Toril Li carraspeó, irritada.
—Esto es totalmente off the record —añadió Ola Li rápidamente—. Como ya sabréis, ¿verdad?
—¿Quieres decir que le pegasteis un tiro a bocajarro? —exclamó Thea, incrédula.
—Nosotros, no —matizó Toril Li—. El francotirador del comando especial de Defensa.
—Creen que Stankic oyó algo y volvió la cabeza —dijo Ola.
—Porque la bala le ha entrado por detrás de la oreja y le ha salido por la nariz. Y pim, pam, fuera.
Thea miró a Jon.
—Ha debido de utilizar una munición algo especial, desde luego —dijo Ola pensativo—. Bueno, pronto lo comprobarás, Karlsen. Si logras identificar al tipo, me quito el sombrero.
—De todas formas, habría sido difícil —dijo Jon.
—Sí, lo hemos oído —apuntó Ola haciendo un gesto de negación con la cabeza—. Visage de pantomime, vamos hombre. Bullshit, digo yo. Pero eso también es totalmente off the record, ¿vale?
Siguieron un rato en silencio.
—¿Cómo sabéis que es él? —preguntó Thea—. Quiero decir, si tiene la cara destrozada…
—Reconocieron la chaqueta —dijo Ola.
—¿Eso es todo?
Ola y Toril intercambiaron miradas.
—No —aseguró Toril—. Había sangre seca tanto en la chaqueta como en el trozo de cristal que hallaron en el bolsillo. Están cotejando esa sangre con la de Halvorsen.
—Todo ha terminado, Thea —dijo Jon atrayéndola hacia sí.

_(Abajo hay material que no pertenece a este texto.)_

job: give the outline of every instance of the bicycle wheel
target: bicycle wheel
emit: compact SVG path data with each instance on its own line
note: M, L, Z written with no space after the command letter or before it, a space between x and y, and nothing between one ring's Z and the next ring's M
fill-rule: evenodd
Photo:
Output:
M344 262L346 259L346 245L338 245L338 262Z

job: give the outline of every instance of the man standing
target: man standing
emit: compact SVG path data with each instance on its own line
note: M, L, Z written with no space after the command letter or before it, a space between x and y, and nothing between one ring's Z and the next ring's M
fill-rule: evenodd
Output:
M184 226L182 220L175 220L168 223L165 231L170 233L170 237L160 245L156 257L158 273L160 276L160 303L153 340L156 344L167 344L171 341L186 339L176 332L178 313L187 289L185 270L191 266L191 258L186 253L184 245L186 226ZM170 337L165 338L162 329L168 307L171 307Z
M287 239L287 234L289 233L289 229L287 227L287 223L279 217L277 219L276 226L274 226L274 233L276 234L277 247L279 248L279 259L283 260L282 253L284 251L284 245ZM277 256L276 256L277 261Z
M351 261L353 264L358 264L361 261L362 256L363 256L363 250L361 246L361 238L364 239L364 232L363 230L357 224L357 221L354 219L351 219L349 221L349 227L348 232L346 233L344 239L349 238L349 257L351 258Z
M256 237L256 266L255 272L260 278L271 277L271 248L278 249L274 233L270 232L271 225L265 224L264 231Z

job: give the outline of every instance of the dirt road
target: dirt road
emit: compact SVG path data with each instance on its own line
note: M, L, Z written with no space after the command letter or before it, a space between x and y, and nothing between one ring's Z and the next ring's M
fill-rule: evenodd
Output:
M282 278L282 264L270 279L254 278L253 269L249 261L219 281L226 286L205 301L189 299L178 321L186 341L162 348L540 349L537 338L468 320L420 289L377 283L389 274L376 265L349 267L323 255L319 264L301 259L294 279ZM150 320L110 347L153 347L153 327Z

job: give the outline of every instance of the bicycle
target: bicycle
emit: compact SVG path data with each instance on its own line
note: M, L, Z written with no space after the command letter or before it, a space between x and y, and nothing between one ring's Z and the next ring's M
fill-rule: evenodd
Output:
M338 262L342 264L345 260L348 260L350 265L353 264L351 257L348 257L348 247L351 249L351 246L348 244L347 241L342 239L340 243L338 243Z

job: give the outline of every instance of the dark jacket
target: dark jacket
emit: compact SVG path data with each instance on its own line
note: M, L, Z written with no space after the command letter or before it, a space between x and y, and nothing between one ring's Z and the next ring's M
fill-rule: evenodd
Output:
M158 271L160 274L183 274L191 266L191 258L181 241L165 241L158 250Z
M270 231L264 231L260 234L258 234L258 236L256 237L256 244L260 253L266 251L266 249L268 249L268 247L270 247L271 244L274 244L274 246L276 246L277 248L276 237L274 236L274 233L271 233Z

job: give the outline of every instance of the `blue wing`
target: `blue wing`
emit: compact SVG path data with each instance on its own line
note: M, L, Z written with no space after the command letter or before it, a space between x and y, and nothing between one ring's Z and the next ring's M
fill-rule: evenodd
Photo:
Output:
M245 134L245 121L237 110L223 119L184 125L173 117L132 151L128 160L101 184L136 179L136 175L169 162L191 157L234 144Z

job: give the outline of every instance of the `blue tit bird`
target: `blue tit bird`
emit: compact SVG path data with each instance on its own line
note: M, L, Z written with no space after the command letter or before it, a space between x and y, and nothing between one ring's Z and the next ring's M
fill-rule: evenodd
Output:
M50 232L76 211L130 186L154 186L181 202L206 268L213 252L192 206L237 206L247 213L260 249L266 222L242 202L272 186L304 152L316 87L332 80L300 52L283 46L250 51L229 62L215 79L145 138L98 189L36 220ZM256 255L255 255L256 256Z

Ella apoyó la cabeza en su hombro y él aspiró el olor de su cabello. Pronto dormiría. Mucho tiempo. Entre los respaldos vio la mano de Toril Li sobre el volante. Conducía pegada a la derecha de la carretera cuando se cruzaron con un pequeño coche eléctrico de los que la Casa Real le había regalado al Ejército de Salvación.